Edwards v. Dillon

147 Ill. 14 | Ill. | 1893

Mr. Justice Magruder

delivered the opinion of the Court:

This is an action of assumpsit brought by the appellant against the appellee upon the following sealed instrument:

“This is to Certify that Levi Dillon & Sons have this day sold to B. Edwards, of Chicago, Ill., the imported Norman stallion, Cambrone, for the sum of eighteen hundred dollars. We-warrant the said stallion sound and healthy, but assume no' responsibility on account of disease or accident after this date. We guarantee that the said stallion, with proper handling, shall prove to be an average foal-getter.

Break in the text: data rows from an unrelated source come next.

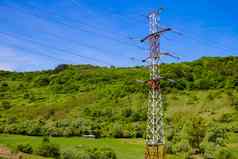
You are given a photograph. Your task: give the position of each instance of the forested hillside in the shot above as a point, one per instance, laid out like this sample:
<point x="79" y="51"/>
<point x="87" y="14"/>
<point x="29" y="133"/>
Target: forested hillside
<point x="201" y="108"/>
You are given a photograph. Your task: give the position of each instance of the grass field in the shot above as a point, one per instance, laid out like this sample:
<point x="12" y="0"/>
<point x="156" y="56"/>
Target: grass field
<point x="124" y="148"/>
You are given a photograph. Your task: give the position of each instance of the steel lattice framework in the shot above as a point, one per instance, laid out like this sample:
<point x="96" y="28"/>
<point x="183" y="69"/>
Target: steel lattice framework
<point x="155" y="125"/>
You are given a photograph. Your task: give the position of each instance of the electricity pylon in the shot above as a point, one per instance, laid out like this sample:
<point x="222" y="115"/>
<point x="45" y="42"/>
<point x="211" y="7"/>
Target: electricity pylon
<point x="155" y="139"/>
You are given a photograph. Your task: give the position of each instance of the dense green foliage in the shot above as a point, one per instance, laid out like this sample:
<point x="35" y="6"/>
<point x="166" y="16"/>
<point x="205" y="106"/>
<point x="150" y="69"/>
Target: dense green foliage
<point x="201" y="107"/>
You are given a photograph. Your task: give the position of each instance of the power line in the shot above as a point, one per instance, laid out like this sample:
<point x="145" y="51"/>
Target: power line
<point x="56" y="36"/>
<point x="99" y="34"/>
<point x="58" y="49"/>
<point x="28" y="51"/>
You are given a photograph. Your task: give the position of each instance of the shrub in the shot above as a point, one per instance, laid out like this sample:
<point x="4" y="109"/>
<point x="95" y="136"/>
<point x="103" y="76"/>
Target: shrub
<point x="48" y="149"/>
<point x="225" y="154"/>
<point x="89" y="153"/>
<point x="6" y="105"/>
<point x="26" y="148"/>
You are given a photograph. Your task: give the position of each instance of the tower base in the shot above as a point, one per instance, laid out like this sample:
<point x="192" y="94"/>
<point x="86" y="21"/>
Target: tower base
<point x="156" y="151"/>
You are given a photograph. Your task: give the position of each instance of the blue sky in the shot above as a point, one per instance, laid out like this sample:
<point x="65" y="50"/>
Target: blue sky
<point x="40" y="34"/>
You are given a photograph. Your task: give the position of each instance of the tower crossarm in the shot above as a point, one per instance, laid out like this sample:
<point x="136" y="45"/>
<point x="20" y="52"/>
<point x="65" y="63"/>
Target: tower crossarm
<point x="155" y="35"/>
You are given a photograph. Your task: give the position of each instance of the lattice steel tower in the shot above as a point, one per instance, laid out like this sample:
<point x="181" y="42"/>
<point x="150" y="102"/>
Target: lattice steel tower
<point x="155" y="125"/>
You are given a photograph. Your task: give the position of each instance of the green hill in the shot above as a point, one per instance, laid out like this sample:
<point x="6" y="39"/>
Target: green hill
<point x="75" y="100"/>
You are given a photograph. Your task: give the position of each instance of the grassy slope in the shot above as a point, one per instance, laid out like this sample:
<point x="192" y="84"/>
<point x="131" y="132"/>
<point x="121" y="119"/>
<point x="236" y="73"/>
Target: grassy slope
<point x="124" y="148"/>
<point x="73" y="91"/>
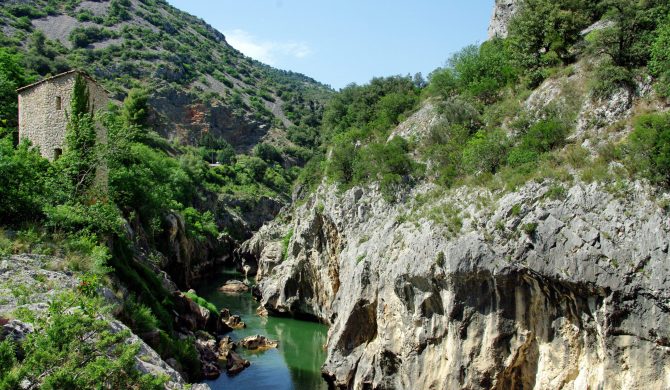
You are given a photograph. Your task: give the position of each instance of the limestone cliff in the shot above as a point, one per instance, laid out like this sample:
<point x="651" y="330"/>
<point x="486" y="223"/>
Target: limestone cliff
<point x="503" y="10"/>
<point x="529" y="292"/>
<point x="559" y="284"/>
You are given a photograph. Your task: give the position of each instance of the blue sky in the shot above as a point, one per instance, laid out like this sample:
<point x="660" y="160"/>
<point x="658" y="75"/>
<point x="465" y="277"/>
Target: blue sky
<point x="339" y="42"/>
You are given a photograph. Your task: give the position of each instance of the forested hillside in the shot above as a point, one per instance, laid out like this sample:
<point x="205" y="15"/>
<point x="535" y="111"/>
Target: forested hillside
<point x="200" y="86"/>
<point x="519" y="164"/>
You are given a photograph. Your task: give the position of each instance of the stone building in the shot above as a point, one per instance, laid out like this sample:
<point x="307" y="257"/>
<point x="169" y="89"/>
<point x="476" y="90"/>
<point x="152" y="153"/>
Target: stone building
<point x="44" y="108"/>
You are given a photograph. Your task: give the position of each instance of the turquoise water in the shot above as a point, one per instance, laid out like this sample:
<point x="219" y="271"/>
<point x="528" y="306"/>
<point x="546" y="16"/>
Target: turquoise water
<point x="296" y="364"/>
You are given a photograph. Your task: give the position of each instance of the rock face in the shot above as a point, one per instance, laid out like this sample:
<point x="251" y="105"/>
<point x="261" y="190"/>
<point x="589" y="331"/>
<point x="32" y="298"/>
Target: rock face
<point x="234" y="287"/>
<point x="258" y="343"/>
<point x="503" y="10"/>
<point x="520" y="290"/>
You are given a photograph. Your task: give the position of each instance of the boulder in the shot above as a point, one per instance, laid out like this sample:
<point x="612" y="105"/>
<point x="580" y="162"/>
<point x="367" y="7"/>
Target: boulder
<point x="233" y="321"/>
<point x="235" y="363"/>
<point x="207" y="349"/>
<point x="258" y="342"/>
<point x="234" y="287"/>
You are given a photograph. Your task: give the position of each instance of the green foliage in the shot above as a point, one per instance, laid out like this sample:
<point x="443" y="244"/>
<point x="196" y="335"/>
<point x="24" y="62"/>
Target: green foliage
<point x="387" y="163"/>
<point x="478" y="72"/>
<point x="556" y="192"/>
<point x="268" y="153"/>
<point x="118" y="11"/>
<point x="138" y="317"/>
<point x="439" y="259"/>
<point x="202" y="302"/>
<point x="529" y="228"/>
<point x="81" y="37"/>
<point x="284" y="242"/>
<point x="74" y="347"/>
<point x="485" y="151"/>
<point x="628" y="40"/>
<point x="543" y="32"/>
<point x="23" y="185"/>
<point x="609" y="78"/>
<point x="7" y="358"/>
<point x="660" y="58"/>
<point x="200" y="225"/>
<point x="650" y="147"/>
<point x="366" y="106"/>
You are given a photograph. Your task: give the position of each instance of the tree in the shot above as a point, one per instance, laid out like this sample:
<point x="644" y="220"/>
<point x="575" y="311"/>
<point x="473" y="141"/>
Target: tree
<point x="80" y="159"/>
<point x="660" y="58"/>
<point x="629" y="39"/>
<point x="650" y="147"/>
<point x="543" y="33"/>
<point x="12" y="76"/>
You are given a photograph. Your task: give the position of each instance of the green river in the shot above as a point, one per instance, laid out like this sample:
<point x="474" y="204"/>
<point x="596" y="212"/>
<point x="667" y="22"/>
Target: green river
<point x="296" y="364"/>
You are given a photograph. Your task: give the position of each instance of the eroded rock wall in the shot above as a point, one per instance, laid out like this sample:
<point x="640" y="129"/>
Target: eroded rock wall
<point x="503" y="11"/>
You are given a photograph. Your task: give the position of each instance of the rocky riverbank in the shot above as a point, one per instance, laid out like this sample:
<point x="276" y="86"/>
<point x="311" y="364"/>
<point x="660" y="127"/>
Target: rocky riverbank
<point x="524" y="290"/>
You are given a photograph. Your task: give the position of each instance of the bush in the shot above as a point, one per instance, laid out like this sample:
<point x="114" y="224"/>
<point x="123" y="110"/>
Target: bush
<point x="609" y="78"/>
<point x="84" y="36"/>
<point x="660" y="59"/>
<point x="73" y="347"/>
<point x="284" y="242"/>
<point x="485" y="151"/>
<point x="200" y="225"/>
<point x="268" y="153"/>
<point x="138" y="317"/>
<point x="23" y="188"/>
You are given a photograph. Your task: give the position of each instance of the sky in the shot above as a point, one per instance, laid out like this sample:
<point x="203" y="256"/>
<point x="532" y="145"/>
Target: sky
<point x="338" y="42"/>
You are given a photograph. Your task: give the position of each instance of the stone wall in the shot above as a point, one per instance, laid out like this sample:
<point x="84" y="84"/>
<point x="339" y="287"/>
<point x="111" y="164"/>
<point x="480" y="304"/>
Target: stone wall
<point x="43" y="123"/>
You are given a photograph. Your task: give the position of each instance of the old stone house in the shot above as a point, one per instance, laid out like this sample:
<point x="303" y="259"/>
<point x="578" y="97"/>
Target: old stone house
<point x="44" y="108"/>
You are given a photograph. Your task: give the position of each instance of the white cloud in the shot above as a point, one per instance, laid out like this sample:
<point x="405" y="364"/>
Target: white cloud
<point x="268" y="52"/>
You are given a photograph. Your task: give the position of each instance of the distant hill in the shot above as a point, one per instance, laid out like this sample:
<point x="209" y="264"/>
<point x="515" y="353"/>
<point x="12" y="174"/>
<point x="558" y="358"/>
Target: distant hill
<point x="199" y="85"/>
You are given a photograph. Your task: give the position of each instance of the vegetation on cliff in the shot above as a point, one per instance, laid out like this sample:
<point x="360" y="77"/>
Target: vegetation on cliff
<point x="488" y="134"/>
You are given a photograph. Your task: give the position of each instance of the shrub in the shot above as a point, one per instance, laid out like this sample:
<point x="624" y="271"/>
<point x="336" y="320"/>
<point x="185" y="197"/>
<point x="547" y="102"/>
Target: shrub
<point x="268" y="153"/>
<point x="138" y="317"/>
<point x="660" y="59"/>
<point x="439" y="259"/>
<point x="73" y="347"/>
<point x="199" y="225"/>
<point x="609" y="78"/>
<point x="485" y="151"/>
<point x="529" y="228"/>
<point x="84" y="36"/>
<point x="23" y="188"/>
<point x="650" y="147"/>
<point x="285" y="241"/>
<point x="478" y="72"/>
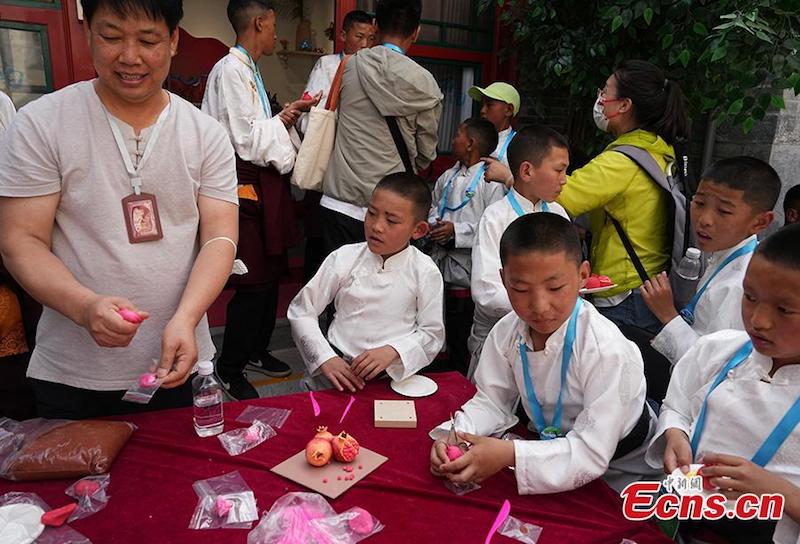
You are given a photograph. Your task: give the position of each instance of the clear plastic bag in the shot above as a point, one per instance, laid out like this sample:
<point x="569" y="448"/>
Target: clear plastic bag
<point x="274" y="417"/>
<point x="239" y="441"/>
<point x="51" y="535"/>
<point x="92" y="495"/>
<point x="143" y="389"/>
<point x="225" y="502"/>
<point x="43" y="449"/>
<point x="519" y="530"/>
<point x="307" y="518"/>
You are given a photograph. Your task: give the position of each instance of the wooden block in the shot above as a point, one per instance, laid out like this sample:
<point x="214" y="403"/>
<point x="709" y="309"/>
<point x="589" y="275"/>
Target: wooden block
<point x="400" y="414"/>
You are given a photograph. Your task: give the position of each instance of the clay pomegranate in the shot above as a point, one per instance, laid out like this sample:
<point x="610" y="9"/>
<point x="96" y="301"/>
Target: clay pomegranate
<point x="345" y="447"/>
<point x="318" y="452"/>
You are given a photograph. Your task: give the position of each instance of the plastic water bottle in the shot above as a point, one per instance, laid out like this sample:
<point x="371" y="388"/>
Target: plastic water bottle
<point x="208" y="420"/>
<point x="689" y="267"/>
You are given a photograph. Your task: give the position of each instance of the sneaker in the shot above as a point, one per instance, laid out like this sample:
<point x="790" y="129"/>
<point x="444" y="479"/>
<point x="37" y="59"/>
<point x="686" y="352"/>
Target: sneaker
<point x="269" y="365"/>
<point x="237" y="386"/>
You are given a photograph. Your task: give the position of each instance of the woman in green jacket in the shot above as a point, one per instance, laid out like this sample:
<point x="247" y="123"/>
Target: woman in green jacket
<point x="641" y="107"/>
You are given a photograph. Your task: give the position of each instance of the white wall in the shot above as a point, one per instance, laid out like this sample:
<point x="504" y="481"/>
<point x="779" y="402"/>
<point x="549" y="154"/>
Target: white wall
<point x="207" y="18"/>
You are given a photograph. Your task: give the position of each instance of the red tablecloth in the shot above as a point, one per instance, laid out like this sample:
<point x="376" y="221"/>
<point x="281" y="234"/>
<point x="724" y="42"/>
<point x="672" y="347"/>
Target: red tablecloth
<point x="152" y="498"/>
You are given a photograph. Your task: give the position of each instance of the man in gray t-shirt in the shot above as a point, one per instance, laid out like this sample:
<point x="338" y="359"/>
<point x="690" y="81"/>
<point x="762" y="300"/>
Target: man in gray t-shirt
<point x="116" y="195"/>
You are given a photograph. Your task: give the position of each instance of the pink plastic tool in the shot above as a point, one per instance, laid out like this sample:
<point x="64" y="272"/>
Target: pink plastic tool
<point x="314" y="404"/>
<point x="501" y="517"/>
<point x="347" y="408"/>
<point x="130" y="316"/>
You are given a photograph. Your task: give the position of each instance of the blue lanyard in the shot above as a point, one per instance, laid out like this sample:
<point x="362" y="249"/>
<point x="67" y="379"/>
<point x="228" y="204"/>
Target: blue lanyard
<point x="262" y="92"/>
<point x="517" y="208"/>
<point x="394" y="48"/>
<point x="688" y="312"/>
<point x="443" y="207"/>
<point x="554" y="429"/>
<point x="504" y="149"/>
<point x="778" y="435"/>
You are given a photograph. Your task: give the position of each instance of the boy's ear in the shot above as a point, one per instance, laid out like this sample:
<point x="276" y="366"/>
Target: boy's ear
<point x="761" y="221"/>
<point x="584" y="271"/>
<point x="420" y="229"/>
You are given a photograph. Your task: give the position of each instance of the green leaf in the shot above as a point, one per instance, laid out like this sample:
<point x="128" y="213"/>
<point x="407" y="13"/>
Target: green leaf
<point x="736" y="107"/>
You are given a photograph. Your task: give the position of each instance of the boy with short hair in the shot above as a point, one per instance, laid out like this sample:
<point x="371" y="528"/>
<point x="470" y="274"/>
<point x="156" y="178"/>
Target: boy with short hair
<point x="733" y="203"/>
<point x="500" y="103"/>
<point x="730" y="390"/>
<point x="588" y="405"/>
<point x="791" y="206"/>
<point x="387" y="294"/>
<point x="459" y="199"/>
<point x="538" y="158"/>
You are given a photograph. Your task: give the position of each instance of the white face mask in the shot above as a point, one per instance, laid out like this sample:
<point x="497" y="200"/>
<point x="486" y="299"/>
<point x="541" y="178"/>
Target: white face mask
<point x="599" y="117"/>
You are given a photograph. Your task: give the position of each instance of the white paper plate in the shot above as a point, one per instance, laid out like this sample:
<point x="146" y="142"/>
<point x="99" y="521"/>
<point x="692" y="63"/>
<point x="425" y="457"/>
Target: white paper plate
<point x="415" y="386"/>
<point x="693" y="468"/>
<point x="597" y="289"/>
<point x="20" y="523"/>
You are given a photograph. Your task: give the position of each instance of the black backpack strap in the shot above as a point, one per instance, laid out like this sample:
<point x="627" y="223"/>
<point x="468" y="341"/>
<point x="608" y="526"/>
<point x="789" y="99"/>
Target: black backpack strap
<point x="402" y="149"/>
<point x="637" y="264"/>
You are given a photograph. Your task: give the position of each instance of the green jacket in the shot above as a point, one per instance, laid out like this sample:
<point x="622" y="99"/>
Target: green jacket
<point x="612" y="184"/>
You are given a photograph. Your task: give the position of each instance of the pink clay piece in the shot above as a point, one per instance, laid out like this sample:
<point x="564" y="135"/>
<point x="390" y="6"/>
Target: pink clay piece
<point x="87" y="487"/>
<point x="223" y="506"/>
<point x="454" y="452"/>
<point x="147" y="380"/>
<point x="363" y="523"/>
<point x="130" y="316"/>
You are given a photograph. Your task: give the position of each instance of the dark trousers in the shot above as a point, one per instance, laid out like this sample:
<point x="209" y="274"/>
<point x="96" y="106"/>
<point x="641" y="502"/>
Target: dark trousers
<point x="458" y="311"/>
<point x="339" y="229"/>
<point x="16" y="395"/>
<point x="59" y="401"/>
<point x="249" y="322"/>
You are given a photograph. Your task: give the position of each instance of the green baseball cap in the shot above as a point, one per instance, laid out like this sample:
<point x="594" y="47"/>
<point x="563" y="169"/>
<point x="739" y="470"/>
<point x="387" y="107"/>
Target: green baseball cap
<point x="498" y="91"/>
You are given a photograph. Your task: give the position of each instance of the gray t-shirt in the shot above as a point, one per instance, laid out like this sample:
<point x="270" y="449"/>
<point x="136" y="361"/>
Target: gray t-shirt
<point x="62" y="143"/>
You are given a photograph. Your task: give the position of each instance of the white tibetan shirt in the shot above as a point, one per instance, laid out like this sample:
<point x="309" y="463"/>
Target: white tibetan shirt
<point x="719" y="307"/>
<point x="231" y="98"/>
<point x="398" y="303"/>
<point x="602" y="402"/>
<point x="456" y="262"/>
<point x="742" y="411"/>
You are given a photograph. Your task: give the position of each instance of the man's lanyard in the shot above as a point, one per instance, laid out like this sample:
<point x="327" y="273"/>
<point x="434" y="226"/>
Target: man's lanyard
<point x="688" y="312"/>
<point x="133" y="172"/>
<point x="262" y="91"/>
<point x="554" y="429"/>
<point x="778" y="435"/>
<point x="516" y="206"/>
<point x="503" y="150"/>
<point x="394" y="48"/>
<point x="443" y="207"/>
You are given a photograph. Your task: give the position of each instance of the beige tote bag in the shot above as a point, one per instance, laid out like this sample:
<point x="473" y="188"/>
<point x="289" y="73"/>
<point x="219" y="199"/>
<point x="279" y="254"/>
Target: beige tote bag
<point x="315" y="152"/>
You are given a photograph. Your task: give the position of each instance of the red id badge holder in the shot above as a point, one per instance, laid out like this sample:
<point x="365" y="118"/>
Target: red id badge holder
<point x="141" y="218"/>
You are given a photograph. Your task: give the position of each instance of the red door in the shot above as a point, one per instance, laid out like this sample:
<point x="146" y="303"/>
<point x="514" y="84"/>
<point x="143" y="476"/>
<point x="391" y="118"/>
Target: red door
<point x="42" y="48"/>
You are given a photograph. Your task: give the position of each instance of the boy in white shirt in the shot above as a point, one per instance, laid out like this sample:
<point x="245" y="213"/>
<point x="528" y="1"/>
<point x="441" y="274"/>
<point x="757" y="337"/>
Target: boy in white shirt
<point x="733" y="387"/>
<point x="538" y="158"/>
<point x="387" y="294"/>
<point x="733" y="203"/>
<point x="578" y="378"/>
<point x="459" y="199"/>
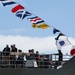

In case the said stallion shall fail to get colts, we agree to exchange him for a stallion of equal merits, and to pay half of the expense incurred in making said exchange. Said stallion shall have a fair trial of two years before being condemned as a breeder. Cambrone was foaled in France in 1880, and imported to the United States by Dillon Brothers in 1888. Cambrone is recorded in the National Register of Norman Horses, No. 2081.

“In witness whereof, we have hereunto set our hands and seal this thirtieth day of January, 1884.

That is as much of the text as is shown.